The current solver, src/vive_solve.cc, is called by the server when in TRACKING state and there's new data. It then tries to find a good enough solution. It uses the data from all the lighthouses at the same time to improve the stability of the solution and decrease the jitter and jumps caused by the outliers and noise.


Being this a system with ROS as its backbone, the data is transmitted in topics.
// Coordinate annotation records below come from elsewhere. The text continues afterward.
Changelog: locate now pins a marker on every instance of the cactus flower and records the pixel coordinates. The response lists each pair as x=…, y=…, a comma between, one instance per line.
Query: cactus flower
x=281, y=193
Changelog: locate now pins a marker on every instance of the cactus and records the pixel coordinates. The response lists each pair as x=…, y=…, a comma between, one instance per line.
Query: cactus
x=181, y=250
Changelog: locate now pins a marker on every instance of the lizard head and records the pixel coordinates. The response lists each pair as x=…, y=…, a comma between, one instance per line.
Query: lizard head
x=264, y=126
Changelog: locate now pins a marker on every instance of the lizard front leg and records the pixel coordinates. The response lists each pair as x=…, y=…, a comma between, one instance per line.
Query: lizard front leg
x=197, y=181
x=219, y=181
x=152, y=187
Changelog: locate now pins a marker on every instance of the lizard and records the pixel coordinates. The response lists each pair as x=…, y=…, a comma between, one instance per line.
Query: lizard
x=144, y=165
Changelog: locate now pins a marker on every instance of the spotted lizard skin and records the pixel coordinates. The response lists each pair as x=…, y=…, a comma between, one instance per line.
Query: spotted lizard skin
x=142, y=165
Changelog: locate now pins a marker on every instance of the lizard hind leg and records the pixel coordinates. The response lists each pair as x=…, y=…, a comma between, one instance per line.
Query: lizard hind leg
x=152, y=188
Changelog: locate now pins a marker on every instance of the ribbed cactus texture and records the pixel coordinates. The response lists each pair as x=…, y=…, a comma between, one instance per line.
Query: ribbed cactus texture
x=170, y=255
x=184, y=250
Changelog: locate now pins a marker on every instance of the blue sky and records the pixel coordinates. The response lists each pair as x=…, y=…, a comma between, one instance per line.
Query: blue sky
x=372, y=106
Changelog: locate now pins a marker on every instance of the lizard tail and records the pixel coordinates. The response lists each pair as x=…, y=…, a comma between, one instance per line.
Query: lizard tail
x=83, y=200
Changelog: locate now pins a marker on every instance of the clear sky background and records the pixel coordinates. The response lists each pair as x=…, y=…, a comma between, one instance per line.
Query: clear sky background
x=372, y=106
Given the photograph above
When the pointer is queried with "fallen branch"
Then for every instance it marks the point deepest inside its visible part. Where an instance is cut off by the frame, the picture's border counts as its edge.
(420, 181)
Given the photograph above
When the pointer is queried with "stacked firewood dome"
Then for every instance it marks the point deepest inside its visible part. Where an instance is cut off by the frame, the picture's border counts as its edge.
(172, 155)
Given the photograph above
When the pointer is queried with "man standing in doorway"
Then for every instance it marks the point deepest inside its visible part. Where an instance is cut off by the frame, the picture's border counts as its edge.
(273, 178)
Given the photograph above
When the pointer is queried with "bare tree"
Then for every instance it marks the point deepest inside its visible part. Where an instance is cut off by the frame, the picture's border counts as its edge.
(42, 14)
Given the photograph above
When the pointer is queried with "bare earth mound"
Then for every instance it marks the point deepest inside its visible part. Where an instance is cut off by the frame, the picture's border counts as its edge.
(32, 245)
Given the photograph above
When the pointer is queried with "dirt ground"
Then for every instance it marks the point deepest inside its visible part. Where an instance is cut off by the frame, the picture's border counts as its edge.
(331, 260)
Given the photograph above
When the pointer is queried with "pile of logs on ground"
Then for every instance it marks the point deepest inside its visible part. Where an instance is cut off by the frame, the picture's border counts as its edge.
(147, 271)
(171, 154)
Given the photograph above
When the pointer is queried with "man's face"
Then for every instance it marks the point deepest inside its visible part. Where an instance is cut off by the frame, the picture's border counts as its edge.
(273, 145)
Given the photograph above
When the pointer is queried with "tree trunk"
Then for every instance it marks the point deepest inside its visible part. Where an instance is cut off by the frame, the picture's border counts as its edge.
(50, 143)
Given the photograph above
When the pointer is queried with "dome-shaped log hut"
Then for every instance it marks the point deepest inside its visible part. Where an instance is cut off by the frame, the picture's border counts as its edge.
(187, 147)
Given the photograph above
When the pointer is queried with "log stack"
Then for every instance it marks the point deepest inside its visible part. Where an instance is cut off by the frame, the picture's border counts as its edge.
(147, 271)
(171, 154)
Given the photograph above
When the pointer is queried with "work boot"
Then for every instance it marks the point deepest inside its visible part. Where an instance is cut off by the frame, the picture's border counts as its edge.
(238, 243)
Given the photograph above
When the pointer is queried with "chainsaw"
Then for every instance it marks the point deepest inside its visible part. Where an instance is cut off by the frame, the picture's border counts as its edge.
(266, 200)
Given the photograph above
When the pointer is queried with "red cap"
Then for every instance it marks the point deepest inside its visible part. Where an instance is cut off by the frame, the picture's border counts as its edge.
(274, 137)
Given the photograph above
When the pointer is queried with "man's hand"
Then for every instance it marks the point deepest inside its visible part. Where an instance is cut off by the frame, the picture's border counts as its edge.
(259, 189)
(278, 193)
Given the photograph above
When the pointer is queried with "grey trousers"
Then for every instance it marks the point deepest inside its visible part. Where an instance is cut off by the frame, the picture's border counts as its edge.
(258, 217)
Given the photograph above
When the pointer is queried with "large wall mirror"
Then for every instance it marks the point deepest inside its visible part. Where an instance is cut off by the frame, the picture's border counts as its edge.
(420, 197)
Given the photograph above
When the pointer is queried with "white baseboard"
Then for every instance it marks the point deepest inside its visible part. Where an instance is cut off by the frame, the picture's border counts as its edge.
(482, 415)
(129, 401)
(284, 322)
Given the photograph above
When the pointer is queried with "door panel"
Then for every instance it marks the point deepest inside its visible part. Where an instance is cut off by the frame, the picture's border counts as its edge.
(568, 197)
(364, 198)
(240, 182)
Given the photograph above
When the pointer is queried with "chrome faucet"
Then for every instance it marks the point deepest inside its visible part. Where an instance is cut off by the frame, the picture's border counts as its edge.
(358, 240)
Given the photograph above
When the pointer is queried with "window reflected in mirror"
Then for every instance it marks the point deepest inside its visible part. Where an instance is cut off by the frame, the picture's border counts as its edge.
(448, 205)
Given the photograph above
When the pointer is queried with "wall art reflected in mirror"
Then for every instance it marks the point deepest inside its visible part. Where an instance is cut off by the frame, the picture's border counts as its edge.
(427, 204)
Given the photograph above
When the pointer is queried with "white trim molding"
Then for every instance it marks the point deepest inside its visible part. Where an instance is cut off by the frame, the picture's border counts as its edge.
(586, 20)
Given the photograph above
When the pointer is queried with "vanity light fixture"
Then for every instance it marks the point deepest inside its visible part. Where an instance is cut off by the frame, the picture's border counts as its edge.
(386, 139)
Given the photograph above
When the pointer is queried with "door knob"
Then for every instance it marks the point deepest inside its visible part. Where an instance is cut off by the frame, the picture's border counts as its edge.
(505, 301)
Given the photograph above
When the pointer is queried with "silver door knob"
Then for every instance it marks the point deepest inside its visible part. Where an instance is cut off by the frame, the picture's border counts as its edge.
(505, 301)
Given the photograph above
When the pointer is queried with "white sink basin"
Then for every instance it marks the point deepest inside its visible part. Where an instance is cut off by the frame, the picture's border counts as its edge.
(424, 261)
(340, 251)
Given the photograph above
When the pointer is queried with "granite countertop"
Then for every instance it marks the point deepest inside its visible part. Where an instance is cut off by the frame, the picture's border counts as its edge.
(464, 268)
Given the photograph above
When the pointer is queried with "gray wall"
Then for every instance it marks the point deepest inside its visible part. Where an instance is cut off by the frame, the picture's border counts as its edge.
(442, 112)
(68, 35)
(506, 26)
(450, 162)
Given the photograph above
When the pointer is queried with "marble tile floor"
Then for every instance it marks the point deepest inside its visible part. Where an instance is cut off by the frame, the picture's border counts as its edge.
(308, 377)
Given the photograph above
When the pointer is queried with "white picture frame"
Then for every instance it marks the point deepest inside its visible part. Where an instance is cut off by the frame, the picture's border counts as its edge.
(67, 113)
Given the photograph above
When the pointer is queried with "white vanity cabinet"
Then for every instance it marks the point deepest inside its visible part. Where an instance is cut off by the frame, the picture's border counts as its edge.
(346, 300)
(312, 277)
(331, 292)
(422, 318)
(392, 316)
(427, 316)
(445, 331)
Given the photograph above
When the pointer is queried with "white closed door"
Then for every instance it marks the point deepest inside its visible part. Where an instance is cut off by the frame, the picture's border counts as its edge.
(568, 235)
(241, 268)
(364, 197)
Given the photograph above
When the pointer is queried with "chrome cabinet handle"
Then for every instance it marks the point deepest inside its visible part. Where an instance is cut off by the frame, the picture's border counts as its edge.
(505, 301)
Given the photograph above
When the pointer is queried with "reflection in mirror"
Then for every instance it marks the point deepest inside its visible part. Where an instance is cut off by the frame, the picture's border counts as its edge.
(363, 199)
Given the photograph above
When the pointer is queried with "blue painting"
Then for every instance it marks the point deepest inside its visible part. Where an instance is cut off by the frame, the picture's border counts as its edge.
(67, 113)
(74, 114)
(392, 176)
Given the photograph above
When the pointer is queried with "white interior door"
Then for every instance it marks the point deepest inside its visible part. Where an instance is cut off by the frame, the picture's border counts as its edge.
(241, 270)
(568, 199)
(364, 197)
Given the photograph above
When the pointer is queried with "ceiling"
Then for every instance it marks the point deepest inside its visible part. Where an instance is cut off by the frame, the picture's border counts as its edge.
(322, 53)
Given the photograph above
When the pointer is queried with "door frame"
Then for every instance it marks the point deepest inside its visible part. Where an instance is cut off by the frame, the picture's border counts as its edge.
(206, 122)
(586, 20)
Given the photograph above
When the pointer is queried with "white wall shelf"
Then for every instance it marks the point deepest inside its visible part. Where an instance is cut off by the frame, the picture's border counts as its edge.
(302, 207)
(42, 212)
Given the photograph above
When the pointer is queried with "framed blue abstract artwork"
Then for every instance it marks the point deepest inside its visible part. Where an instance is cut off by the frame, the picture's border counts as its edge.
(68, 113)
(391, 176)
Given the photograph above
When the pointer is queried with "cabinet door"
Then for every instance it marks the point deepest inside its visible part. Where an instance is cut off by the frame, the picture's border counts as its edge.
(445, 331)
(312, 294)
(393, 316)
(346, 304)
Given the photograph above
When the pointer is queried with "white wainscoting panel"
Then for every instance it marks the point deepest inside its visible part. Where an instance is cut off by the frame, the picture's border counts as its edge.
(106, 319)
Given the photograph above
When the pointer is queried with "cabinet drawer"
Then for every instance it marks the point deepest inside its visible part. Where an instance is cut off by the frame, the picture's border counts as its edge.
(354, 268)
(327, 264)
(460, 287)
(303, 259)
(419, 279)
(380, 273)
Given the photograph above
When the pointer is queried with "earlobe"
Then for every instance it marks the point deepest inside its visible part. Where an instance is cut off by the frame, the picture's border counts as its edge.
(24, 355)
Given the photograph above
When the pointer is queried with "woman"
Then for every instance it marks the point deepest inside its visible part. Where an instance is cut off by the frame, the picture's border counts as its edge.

The available topics and a brief description of them follows:

  • /loc/vive/light (ff_msgs/ViveLight.msg) -- contains the data corresponding to the laser detection (angles, tracker's serial number, ...)

  • /loc/vive/trackers (ff_msgs/ViveCalibrationTrackerArray.msg) -- has the extrinsics of trackers' photodiodes and their IMU scale and bias.

  • /loc/vive/imu (sensor_msgs/Imu.msg) - contains the accelerometer and the gyroscope data from the Imu.

  • /loc/vive/lighthouses (ff_msgs/ViveCalibrationLighthouseArray.msg) -- has the lighthouse imperfections that may be used to improve the model of the system in the solver and calibrator.

  • /loc/vive/general (ff_msgs/ViveCalibrationGeneral.msg) -- has the laser and the flash specifications needed for the Vive system.

  • loc/vive/imu_markers (visualization_msgs/Marker.msg) -- visual aid for the IMU.

  • loc/vive/light_markers (visualization_msgs/MarkerArray.msg) -- visual aid for the directions of each photodiode.

  • loc/vive/tracker_markers (visualization_msgs/MarkerArray.msg) -- visual aid for the photodiodes.

  • \tf (geometry_msgs/TransformStamped.msg) - the poses of all the moving parts: trackers and controllers.

  • \tf_static (geometry_msgs/TransformStamped.msg) - poses of all the thing obtained from a calibration: lighthouses, auxiliary vive frame and world frame.

Performance Evaluation

To evaluate the accuracy of the system, we used Astrobee on a granite level surface. We placed a tracker on top of it and moved it around. From that, we expected the height of the tracker to be constant. From this test, we obtained a maximum deviation of 5 mm and a standard deviation of 1 mm for the height.